Effects of telmisartan on motor function and pain response in rats with SCI
Overground locomotion using the BBB scoring system showed consistent weight support and consistent forelimb– hindlimb coordination.23 As shown in Figure 1A, telmisartan improved the BBB locomotor scale in rats with SCI.
The inclined plane evaluates the ability of the animal to maintain its body position on a surface that is gradually raised to increasing angles. In the rat models of SCI, this test has been shown reliable, consistent, and sensitive and that has been used to assess the therapeutic modalities.24 As shown in Figure 1B, telmisartan improved the behaviors including the result of IPT in rats with SCI.
Limb hanging wire test evidenced a reduction of muscle strength in rats.25 As shown in Figure 1C, telmisartan improved the results of limb hanging test in rats with SCI.
Pain test evaluates the nociceptive mechanical threshold. As shown in Figure 1D, telmisartan decreased the mechanical threshold in rats with SCI.
As shown in Figure 1, telmisartan combined injection of GSK0660 (0.1 mg/kg, once daily) to these rats that attenuated the improvements of motor function and pain responses induced by telmisartan.

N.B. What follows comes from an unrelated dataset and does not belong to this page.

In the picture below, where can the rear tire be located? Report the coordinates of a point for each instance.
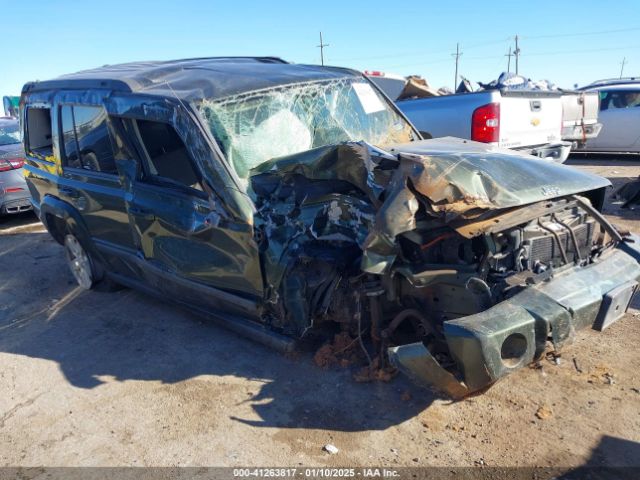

Effects of telmisartan on PPARδ and p-AMPK expressions in rats with SCI
After evaluating the behavioral tests, we used the spinal cord from each rat in the same group to perform the Western blotting analysis. As shown in Figure 2, the PPARδ and p-AMPK expressions in spinal cord of SCI rats were markedly lower than that in normal rats. The expressions of PPARδ and p-AMPK were both reversed by telmisartan in rats with SCI. This action of telmisartan was attenuated by GSK0660 at an effective dose to block PPARδ as described previously.13 However, metformin failed to modify the expression of PPARδ in rats with SCI.
Metformin failed to improve the motor function and pain response in rats with SCI
As shown in Figure 3, metformin failed to improve the behaviors in rats with SCI including the BBB locomotor scale, IPT, limb hanging test and pain test. The treated dose of metformin is enough to increase p-AMPK in these rats as shown in Figure 2B.

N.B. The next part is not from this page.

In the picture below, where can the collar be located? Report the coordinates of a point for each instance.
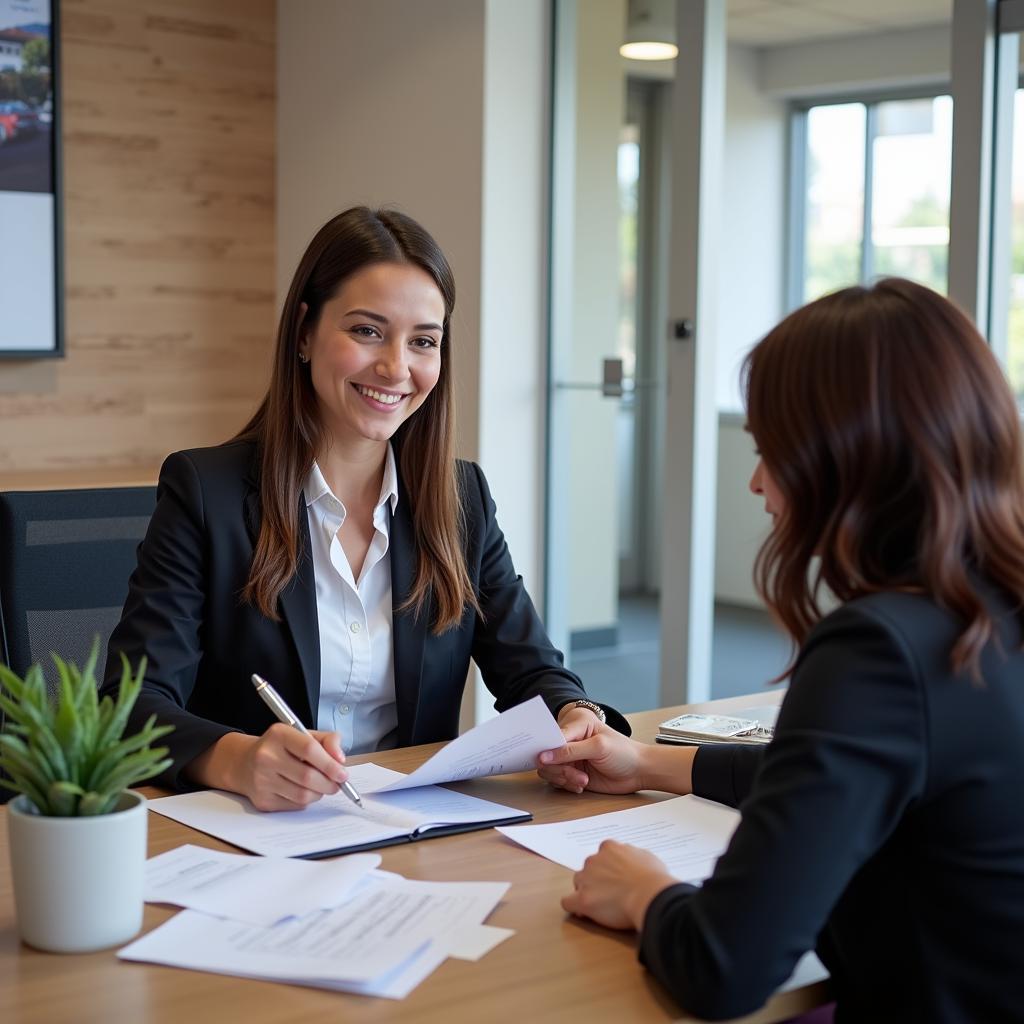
(316, 486)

Effects of telmisartan on HMGB1 and RAGE expressions in rats with SCI
PPARδ has been indicated to show anti-inflammatory effects in neurological and inflammatory-related diseases.26 As shown in Figure 4, the inflammatory indicators, HMGB1 and RAGE expressions, in the spinal cords of rats with SCI were markedly higher than that in normal rats. The expression of HMGB1 (Figure 4A) or RAGE (Figure 4B) was reversed by telmisartan in rats with SCI. This action of telmisartan was also attenuated by GSK0660. Additionally, as shown in Figure 4, metformin failed to modify the expressions of HMGB1 and RAGE in rats with SCI.
Discussion
In the present study, we found that the motor dysfunction and pain responses were improved by telmisartan in rats with SCI. This action of telmisartan was inhibited by a blockade of PPARδ. PPARδ expression was not reduced after SCI in rats treated with telmisartan. Moreover, the expression of p-AMPK was also raised by telmisartan. Metformin at the dose enough to activate AMPK failed to modify the motor dysfunction and pain responses in rats with SCI. The therapeutic potential of telmisartan in rats with SCI is mainly through the restoration of PPARδ expression.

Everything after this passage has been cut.